As early as 1941, Roosevelt and Chiang had suggested that the USSR enter the Far Eastern war, but the idea had not been pressed. On Dec. 1, 1943, Stalin informed Roosevelt and Churchill at Teheran that the USSR would declare war on Japan after Germany had been defeated. At the same time he expressed an interest in gaining southern Sakhalin, the Kuril Islands, and use of the Manchurian railroads and Dairen. In December 1944, Stalin again outlined these goals to United States Ambassador W. Averell Harriman and added Port Arthur to the list. Roosevelt and Churchill could not prevent Stalin from obtaining what he requested, and an agreement on these gains might forestall more sweeping annexations. Thus a secret Yalta agreement of Feb. 11, 1945, provided that the USSR should obtain southern Sakhalin and the Kuril Islands; Soviet interests should be preeminent in an internationalized Dairen; Port Arthur should be leased to the USSR; the Manchurian railways were to be operated by a Soviet-Chinese company that would make Soviet interests in the railways preeminent but respect full Chinese sovereignty over Manchuria; and the status quo of Soviet influence in Outer Mongolia was to be preserved.

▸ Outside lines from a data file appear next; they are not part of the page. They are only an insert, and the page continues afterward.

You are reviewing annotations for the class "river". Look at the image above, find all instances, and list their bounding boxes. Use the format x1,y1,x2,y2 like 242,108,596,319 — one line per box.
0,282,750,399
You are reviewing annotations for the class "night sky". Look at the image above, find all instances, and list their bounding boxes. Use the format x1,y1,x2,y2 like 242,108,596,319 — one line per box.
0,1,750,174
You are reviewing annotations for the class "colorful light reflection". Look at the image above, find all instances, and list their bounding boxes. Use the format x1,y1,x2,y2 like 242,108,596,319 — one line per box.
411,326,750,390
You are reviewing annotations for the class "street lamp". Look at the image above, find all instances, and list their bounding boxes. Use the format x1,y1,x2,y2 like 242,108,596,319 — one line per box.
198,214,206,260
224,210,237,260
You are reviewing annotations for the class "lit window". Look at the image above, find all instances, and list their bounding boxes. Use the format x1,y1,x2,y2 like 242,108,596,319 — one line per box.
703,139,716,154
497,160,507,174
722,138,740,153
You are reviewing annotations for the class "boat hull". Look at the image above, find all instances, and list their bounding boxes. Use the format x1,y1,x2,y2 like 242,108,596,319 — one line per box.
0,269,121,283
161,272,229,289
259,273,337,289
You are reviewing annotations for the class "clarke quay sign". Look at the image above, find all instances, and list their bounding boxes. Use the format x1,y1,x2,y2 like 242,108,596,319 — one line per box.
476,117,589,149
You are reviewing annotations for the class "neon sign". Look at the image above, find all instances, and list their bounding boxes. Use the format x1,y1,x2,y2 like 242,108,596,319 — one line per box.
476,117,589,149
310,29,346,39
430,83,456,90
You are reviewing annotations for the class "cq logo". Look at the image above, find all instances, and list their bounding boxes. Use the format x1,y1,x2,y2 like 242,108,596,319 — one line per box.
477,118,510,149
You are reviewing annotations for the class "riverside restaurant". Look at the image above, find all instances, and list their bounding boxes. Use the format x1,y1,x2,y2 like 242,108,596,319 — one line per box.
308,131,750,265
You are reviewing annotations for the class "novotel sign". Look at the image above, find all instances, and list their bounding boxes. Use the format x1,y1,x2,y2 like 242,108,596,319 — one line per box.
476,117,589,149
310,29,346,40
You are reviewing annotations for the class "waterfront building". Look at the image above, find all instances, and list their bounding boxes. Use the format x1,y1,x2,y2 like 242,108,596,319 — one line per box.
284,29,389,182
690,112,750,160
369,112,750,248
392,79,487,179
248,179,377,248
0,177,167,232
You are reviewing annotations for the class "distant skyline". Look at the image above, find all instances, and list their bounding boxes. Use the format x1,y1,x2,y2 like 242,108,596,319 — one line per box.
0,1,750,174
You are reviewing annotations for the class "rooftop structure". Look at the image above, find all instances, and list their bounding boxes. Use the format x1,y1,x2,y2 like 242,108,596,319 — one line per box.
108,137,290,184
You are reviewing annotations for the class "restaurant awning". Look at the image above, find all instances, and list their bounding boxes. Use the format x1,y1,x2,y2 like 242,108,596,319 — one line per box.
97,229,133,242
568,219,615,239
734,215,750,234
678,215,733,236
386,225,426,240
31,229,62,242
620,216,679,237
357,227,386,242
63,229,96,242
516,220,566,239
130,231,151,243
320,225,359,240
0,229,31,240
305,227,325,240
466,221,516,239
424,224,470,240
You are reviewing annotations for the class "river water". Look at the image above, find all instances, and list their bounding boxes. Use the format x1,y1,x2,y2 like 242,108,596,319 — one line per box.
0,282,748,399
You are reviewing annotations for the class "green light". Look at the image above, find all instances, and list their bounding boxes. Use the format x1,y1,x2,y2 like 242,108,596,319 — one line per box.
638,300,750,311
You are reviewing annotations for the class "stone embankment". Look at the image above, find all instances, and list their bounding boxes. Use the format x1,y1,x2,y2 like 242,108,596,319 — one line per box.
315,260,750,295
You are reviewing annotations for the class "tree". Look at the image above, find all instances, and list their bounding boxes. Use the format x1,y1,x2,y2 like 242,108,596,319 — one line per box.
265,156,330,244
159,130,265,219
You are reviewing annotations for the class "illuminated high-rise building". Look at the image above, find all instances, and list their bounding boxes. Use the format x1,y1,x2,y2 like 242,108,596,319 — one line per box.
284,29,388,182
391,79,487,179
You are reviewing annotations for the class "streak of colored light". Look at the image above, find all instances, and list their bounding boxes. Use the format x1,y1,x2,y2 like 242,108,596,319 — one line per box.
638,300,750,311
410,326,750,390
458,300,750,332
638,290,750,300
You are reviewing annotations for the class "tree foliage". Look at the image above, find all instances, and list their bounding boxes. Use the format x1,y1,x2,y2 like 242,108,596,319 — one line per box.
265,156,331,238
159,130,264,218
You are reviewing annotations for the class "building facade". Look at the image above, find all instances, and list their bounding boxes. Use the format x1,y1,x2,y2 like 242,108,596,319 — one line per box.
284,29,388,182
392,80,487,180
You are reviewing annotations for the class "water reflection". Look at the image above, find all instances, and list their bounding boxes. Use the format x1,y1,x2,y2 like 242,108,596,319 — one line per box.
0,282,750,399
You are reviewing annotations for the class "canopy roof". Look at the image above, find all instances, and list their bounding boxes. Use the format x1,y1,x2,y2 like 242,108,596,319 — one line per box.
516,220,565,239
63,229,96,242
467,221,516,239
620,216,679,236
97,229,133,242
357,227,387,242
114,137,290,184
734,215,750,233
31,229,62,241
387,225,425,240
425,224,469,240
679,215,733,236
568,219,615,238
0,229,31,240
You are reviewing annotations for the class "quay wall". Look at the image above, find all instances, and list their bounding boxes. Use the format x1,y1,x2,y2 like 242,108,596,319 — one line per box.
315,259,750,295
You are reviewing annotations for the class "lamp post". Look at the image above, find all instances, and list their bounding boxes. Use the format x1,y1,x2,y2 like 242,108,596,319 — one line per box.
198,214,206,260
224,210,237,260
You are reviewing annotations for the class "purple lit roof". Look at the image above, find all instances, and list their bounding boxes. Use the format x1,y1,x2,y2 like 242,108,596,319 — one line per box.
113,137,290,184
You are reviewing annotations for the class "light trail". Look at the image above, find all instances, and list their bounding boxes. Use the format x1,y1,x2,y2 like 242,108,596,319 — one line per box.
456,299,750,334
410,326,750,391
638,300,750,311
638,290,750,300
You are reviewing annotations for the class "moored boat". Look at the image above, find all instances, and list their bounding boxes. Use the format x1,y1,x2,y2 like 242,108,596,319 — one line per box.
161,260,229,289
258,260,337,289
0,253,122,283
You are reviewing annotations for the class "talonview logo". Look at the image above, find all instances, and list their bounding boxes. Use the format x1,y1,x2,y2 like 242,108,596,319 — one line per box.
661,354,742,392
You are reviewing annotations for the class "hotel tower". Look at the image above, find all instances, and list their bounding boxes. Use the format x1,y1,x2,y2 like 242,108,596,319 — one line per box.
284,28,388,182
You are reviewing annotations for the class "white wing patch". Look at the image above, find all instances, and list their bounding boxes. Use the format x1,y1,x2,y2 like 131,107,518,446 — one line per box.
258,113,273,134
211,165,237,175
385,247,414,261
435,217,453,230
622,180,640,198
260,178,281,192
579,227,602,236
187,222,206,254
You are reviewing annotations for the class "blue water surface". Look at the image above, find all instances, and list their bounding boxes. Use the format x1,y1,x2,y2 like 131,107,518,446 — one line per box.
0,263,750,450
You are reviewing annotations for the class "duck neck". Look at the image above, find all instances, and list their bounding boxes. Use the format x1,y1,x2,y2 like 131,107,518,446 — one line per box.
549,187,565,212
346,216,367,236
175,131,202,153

It appeared that Stalin was repudiating the Chinese Communists, for the Yalta agreement stipulated that he was prepared to conclude a "pact of friendship and alliance" with the Nationalist Chinese government. Finally, Stalin agreed to make war against Japan "in two or three months" after Germany surrendered.

At the time of the Yalta agreements, American military leaders desired the entry of the USSR in the war against Japan. The atomic bomb had not yet been tested. Although by July 24, 1945, it was ready for use, the Combined Chiefs of Staff then recommended to Truman and Churchill that they encourage Soviet entry. Meanwhile, fear of Soviet entry and the hope of playing the Soviet Union against the West had prompted Japanese peace efforts through Moscow. In Tokyo, Japanese leaders were willing to concede the Soviet territorial demands of Yalta and more. At Potsdam, Stalin reported the overtures to Truman and Churchill, who separately agreed to give Japan a last warning to surrender.

In the Potsdam Declaration of July 26, the Americans, British, and Chinese threatened heavier attacks if Japan held out. On July 28, Japan announced that it would ignore this warning. Hoping for a change in the Japanese attitude, Truman delayed the use of the atomic bomb on Hiroshima until August 6. On August 8, the USSR declared war (effective August 9). Influenced by this development and by the dropping of a second atomic bomb on Nagasaki on August 9, civilian leaders in Tokyo sought a settlement that would leave the emperor on his throne. The Allied powers quickly agreed, and on August 14, Japan accepted the Allied terms. Meanwhile, Soviet forces had overrun most of the areas promised them at Yalta. On Sept. 2, 1945 (September 1, United States time), the formal Japanese surrender was made to General of the Army Douglas MacArthur on board the battleship Missouri in Tokyo Bay. World War II was over.